At the same time, we can do some crude statistics about the likelihood that a randomly chosen author would have a style that similar to Rowling, and by extension how strong this suggestion really is. Out of four candidates, Rowling was consistently #1 or #2 (i.e., in the more similar half) of each feature chosen; it's therefore only 50/50 that a randomly chosen author would be in the more similar half. With four studies (handwaving independence assumptions), there's therefore only one chance in 16 that the person would "pass" all studies as being similar to Rowling. If we needed a stronger suggestion, we could easily gather more data, more distractor authors, or simply run more experiments on different variables.
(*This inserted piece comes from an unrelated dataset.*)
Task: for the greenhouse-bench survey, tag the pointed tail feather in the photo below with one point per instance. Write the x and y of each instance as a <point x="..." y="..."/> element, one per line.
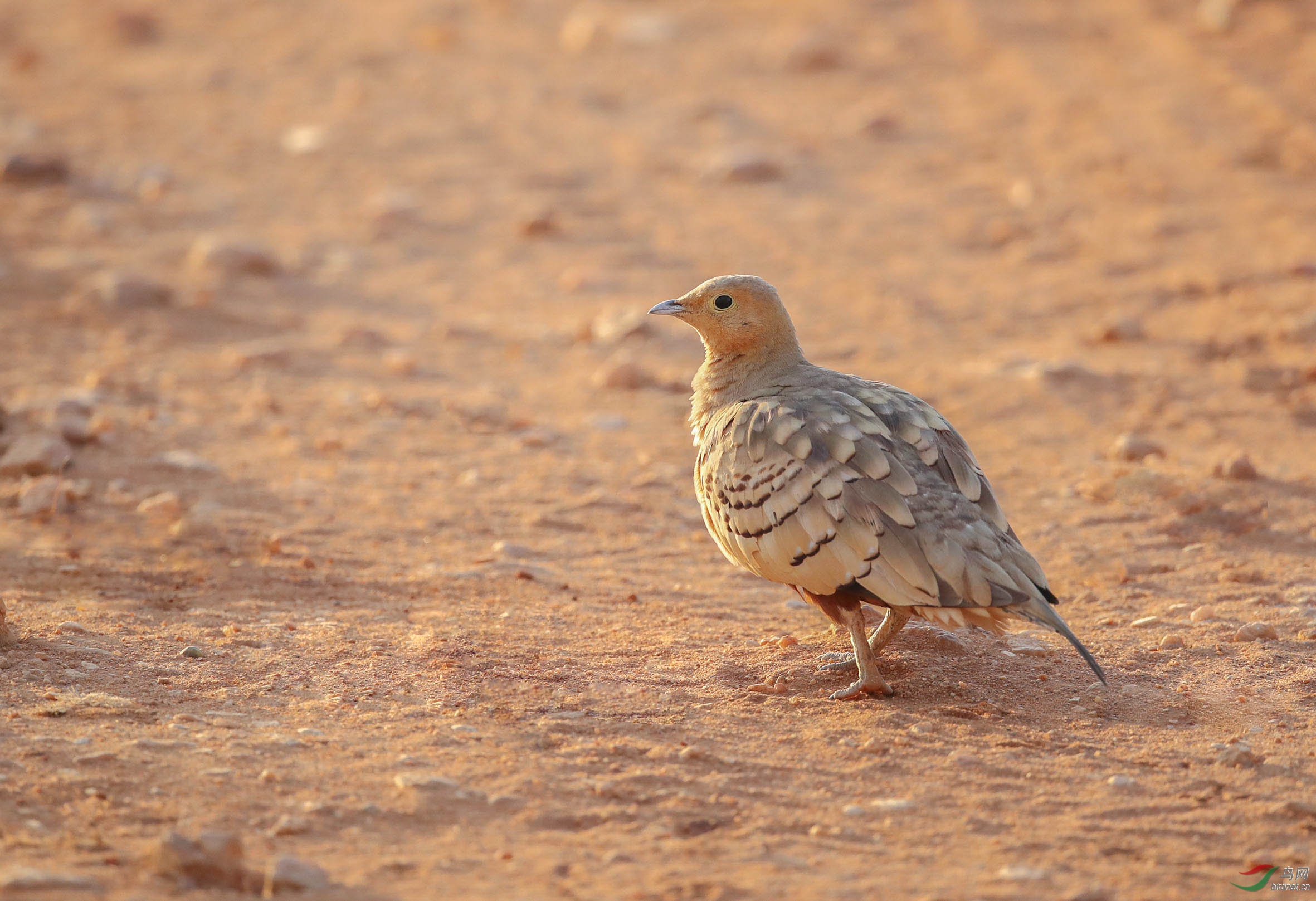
<point x="1044" y="615"/>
Another key aspect of this study was the high quality of data. Many historical and literary studies start from scanned or retyped texts, often of quite poor quality. Starting from e-books minimized the noise and made the study much more practical (as well as faster). Finally, the good detective work done by the Sunday Times team in identifying a reasonable candidate author as well as some good distractors who were similar in many important respects (gender, dialect, genre, time period) made the comparisons easy and straightforward and therefore more reliable.
Ultimately, the proof of any technology, of course, is in the results. Forensic stylometry has a long history of successes mixed with the occasional failure. Ultimately, empirical testing like this project will be key to determining what specific techniques can minimize this chance of failure and hence maximize the usefulness of this kind of analysis.